For a guy who’s just turned 30, which is typically an age of reassessment as well as the last possible year in which he can ever be trusted, Albert seems to be in a very comfortable place. "I came to the realization while I was at school that I was doing exactly what I wanted, which is music and study. When you’re in the cycle of major-label recording and touring, there’s only one thing really demanded of you, which is to be there to write the records, do video shoots, and concerts. But you’re forced to neglect other parts of yourself and your family and friends. Studying and songwriting are both a part of me. I’d never want to consign myself to the academy and not rock. So my goal is to bring the two together as much as possible."

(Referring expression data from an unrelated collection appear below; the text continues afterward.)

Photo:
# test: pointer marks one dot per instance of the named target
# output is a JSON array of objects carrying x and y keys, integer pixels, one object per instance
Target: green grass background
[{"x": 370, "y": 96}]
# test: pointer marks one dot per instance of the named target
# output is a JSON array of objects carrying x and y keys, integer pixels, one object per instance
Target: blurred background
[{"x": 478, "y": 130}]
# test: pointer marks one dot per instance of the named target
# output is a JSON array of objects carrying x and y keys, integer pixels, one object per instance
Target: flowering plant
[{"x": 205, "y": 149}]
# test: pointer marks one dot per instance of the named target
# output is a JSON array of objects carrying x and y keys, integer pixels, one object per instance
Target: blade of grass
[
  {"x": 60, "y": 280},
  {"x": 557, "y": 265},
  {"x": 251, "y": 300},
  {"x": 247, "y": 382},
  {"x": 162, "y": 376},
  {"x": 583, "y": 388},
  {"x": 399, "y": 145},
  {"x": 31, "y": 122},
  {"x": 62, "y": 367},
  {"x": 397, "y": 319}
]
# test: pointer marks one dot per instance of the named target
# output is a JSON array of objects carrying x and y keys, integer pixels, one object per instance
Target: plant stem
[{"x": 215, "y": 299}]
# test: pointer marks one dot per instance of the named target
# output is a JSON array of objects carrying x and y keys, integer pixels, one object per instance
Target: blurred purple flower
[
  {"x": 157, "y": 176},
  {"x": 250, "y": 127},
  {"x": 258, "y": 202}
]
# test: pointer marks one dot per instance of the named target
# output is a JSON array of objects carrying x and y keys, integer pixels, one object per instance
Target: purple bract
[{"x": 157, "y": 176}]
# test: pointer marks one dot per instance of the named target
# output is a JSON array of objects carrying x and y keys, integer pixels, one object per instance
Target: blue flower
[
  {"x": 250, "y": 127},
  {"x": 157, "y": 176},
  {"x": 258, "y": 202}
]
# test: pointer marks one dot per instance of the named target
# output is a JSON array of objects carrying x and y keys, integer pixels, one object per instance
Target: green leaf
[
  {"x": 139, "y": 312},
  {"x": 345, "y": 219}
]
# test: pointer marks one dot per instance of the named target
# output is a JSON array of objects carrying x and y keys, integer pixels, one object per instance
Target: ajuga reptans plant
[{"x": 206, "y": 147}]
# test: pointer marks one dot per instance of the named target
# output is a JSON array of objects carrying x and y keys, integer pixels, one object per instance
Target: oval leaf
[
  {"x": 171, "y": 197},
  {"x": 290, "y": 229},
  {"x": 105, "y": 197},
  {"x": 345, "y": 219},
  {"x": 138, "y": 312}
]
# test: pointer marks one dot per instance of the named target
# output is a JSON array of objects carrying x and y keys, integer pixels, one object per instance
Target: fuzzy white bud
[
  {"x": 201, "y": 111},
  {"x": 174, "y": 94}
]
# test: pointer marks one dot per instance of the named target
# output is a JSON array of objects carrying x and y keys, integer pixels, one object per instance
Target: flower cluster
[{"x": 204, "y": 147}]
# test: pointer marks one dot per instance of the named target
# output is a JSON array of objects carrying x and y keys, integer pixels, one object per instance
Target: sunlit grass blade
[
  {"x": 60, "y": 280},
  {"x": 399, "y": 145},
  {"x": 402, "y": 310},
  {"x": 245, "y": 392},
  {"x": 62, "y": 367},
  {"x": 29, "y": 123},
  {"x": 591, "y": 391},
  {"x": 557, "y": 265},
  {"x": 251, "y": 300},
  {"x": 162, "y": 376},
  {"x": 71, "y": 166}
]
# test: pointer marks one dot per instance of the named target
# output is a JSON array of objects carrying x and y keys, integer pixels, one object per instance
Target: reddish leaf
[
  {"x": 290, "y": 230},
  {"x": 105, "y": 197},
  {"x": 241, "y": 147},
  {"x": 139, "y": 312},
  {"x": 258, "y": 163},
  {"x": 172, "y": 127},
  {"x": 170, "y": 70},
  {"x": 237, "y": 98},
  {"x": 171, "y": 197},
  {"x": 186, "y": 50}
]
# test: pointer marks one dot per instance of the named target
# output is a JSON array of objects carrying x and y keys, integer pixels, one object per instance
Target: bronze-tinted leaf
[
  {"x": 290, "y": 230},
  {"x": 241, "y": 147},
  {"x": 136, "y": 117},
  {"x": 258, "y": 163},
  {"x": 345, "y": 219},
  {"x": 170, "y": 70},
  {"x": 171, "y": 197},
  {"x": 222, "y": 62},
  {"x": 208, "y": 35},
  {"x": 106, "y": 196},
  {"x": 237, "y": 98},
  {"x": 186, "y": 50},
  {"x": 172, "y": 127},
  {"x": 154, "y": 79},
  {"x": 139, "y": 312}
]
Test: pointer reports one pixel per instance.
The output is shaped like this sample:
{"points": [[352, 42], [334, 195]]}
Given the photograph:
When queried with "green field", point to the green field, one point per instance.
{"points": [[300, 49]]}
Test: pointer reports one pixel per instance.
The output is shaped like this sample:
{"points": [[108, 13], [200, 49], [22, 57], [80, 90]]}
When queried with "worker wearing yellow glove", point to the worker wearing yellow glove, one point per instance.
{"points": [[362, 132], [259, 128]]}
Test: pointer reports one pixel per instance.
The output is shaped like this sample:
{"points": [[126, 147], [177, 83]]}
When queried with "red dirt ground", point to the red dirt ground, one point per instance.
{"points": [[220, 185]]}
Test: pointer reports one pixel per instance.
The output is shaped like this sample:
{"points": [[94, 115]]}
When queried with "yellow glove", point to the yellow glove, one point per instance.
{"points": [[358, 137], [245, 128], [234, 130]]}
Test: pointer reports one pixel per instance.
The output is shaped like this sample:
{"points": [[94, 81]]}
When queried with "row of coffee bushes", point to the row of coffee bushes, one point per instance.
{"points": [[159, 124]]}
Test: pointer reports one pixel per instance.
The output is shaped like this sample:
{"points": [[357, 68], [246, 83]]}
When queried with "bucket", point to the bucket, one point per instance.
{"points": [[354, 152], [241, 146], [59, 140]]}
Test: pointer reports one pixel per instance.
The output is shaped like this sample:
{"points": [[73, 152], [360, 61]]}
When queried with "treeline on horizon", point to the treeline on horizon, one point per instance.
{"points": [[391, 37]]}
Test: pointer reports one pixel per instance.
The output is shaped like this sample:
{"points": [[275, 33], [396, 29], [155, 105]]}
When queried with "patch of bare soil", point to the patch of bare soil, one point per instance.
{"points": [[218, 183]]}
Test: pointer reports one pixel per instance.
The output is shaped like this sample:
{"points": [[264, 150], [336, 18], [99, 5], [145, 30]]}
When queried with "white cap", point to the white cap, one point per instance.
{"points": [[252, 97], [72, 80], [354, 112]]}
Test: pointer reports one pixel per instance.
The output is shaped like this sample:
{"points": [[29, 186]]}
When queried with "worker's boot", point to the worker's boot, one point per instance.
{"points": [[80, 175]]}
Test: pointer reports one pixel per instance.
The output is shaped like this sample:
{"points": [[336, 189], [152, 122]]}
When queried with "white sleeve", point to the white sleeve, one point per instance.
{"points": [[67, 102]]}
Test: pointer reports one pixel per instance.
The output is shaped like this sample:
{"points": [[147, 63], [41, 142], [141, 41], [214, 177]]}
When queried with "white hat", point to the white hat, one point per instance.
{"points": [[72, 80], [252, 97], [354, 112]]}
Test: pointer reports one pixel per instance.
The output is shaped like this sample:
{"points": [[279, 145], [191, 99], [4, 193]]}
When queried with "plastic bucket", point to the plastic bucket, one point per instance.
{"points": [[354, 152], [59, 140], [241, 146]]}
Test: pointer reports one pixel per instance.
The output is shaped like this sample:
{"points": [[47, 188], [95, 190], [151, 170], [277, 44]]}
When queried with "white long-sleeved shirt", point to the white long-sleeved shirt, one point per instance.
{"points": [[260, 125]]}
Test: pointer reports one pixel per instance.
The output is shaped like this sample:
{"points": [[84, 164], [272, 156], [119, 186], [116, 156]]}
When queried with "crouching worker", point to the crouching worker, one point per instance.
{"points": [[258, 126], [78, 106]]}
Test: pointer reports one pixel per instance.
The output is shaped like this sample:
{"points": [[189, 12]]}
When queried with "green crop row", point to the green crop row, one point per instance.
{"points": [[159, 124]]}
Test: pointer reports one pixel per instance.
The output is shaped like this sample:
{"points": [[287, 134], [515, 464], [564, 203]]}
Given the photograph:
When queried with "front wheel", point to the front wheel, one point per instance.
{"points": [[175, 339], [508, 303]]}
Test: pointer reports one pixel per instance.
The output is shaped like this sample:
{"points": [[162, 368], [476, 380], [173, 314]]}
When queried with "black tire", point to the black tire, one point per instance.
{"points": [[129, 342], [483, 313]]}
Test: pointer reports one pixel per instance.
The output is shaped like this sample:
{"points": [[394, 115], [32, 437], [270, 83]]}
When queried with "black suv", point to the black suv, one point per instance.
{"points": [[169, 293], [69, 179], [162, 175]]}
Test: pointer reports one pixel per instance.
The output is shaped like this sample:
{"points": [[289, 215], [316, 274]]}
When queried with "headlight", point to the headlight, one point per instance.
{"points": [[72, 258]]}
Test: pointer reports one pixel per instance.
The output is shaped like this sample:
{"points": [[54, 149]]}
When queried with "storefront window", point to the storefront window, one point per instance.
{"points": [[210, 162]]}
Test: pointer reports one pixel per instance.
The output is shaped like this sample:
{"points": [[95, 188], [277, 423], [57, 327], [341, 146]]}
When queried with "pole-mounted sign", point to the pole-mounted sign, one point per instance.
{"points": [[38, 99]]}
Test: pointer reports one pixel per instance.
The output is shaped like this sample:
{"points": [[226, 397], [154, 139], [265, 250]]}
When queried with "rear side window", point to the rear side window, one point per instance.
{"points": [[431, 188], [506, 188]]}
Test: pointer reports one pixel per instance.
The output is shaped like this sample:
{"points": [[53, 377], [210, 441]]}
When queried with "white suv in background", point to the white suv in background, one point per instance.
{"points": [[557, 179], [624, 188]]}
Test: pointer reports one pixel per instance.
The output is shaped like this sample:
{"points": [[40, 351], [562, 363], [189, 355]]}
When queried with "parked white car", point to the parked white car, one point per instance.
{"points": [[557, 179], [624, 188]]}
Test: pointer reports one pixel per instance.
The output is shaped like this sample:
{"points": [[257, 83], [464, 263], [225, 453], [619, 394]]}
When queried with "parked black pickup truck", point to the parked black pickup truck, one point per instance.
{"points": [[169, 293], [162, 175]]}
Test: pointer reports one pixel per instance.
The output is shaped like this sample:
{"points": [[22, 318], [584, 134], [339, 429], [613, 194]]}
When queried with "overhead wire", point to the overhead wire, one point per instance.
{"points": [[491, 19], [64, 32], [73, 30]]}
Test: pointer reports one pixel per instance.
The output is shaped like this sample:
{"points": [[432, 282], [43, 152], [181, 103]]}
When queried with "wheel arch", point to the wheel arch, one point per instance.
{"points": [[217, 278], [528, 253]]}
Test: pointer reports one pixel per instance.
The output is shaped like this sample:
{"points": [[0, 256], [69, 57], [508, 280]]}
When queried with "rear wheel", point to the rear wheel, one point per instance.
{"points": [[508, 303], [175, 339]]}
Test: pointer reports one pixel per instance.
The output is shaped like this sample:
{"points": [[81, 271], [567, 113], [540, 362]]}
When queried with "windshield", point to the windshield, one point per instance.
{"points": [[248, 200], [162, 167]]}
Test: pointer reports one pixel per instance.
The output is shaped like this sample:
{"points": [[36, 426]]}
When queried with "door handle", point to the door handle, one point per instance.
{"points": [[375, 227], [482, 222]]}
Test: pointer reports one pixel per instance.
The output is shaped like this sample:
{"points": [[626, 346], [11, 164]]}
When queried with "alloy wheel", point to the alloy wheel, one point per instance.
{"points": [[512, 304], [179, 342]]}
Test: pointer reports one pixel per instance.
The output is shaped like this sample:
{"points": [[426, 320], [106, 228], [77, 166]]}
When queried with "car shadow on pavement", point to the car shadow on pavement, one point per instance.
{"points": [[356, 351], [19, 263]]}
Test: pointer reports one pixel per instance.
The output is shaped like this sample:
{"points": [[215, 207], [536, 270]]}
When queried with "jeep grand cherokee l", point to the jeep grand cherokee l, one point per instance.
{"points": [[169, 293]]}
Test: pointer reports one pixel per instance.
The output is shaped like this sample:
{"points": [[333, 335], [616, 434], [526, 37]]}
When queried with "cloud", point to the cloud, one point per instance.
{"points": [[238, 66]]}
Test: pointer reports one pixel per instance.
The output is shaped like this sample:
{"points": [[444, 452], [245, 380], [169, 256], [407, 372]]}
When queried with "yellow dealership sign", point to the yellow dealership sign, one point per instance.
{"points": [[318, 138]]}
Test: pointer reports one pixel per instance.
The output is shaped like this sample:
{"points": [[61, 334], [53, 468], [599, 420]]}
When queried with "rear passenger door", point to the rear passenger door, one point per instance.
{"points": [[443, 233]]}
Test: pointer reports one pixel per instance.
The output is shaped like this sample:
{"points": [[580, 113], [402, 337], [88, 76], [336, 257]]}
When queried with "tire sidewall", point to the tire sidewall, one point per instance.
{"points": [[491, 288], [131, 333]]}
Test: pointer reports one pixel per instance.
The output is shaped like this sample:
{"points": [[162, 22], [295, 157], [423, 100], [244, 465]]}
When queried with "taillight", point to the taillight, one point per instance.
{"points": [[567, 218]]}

UNDERGROUND DISCS. Local-music fixture Mr. Curt, a veteran of Pastiche, Urban Ambience, and the Camaraderie Music label, has a new three-song single on Low Budget Records. "Springtime All Around" is cheery, old-school psychedelic pop. "Too Much History" teams him with fellow area veteran Ray Mason: the two songwriters harmonize on a tongue-in-cheek lament about being aging rockers. The disc finishes with a tripped-out take on the Beatles’ "I’m Only Sleeping." Proceeds go to the Mikey Dee Benefit Trust Fund. For more info on this and other Low Budget releases, go to www.lowbudgetrecords.com . . . And the Boston Blues Society has finally released the local compilation it’s been promising for two years. The aptly named Blues from the Hub offers 16 tracks from as many artists and a nice short essay on the vitality and durability of the scene by journalist Art Tipaldi. Soul-blues lion Mighty Sam McClain steals the show, of course, with his opening "Thank You," but Ricky "King" Russell, Sugar Ray & Little Anthony, the Racky Thomas Band, Paul Rishell & Annie Raines, and Two Bones and Pick also offer dynamic performances. The cash goes to the society, which is a non-profit organization. More info? Go to www.bostonblues.com.